On 13 October 2025, KU Leuven hosted in Brussels REMIT’s fourth Scenario Testing Workshop (STW). This iteration focused on Internet governance and brought together experts and policymakers, including from the European Commission and EU national governments, to explore the possible effects of emerging technologies in the field.

Applying the Joint Research Centre’s Scenario Exploration System (SES) methodology, participants took on the roles of key actors in the Internet governance ecosystem. Namely, the EU, China, the private sector, a Global South coalition, and the technical/civil society community. The workshop revolved around two contrasting scenarios across two rounds, set for 2030 and 2035.
The first scenario, called “a Sovereign Fragmented Internet”, took a closer look at a world where the Internet becomes increasingly fragmented due to increased geopolitical rivalries around the globe and a focus on national security interests. The second scenario, “Multistakeholder Common Good”, envisioned a future with strengthened support for the multistakeholder model and common global interests, while states agree to refrain from politicising the backbone of the Internet.
Throughout the session, participants aimed to achieve their goals while considering emerging technologies such as AI-driven Domain Name System (DNS) abuse, blockchain-based naming systems, and quantum computing-based decryption.

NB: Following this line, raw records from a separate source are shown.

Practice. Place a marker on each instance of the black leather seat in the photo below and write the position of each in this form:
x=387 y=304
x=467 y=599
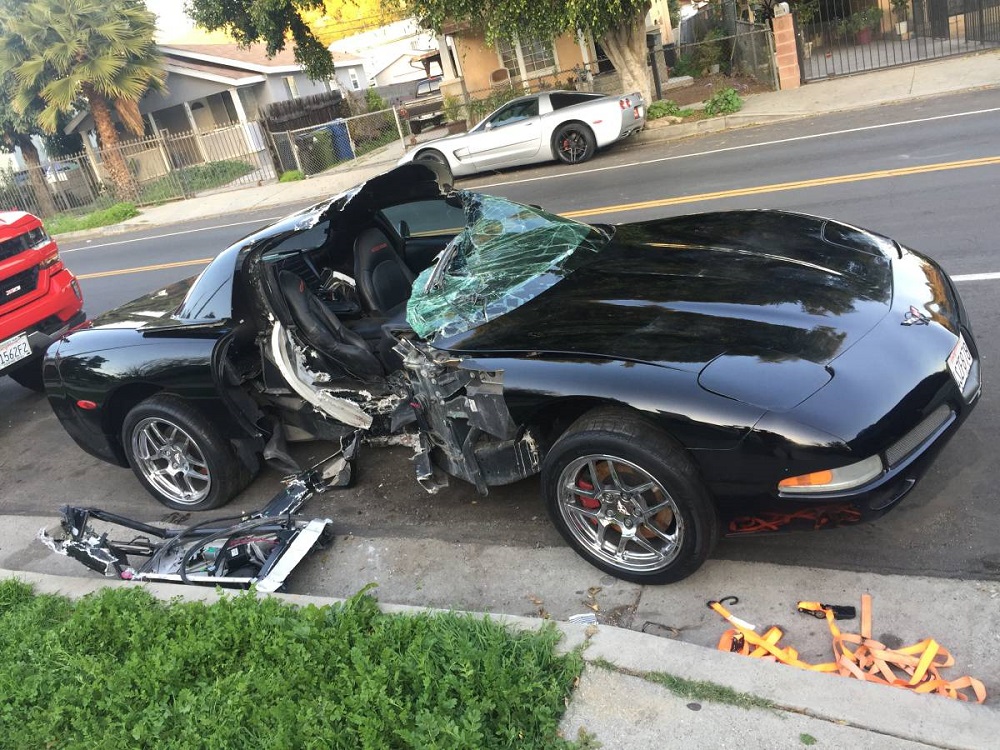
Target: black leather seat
x=324 y=331
x=384 y=280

To illustrate the timeliness of our REMIT EU project: precisely one week after our scenario workshop, the Amazon Web Services outage happened, the cause of which appears to be a DNS disruption in Amazon’s DomainDB DNS resolver. Precisely such as massive DNS disruption was foreseen as a real-life event in our scenario exercise! De facto centralisation of the Domain Name System can open the door to abuse or error leading to major outages, which, ironically, the Internet was specifically designed to prevent. This illustrates the importance for policymakers to proactively engage with the future of Internet governance.
REMIT’s scenario exercise on Internet Governance was also mentioned in relation to digital diplomacy at the EU CyberDirect Cyber Agora on 22 October in Brussels, by Paul Timmers as panellist and James Shires as participant.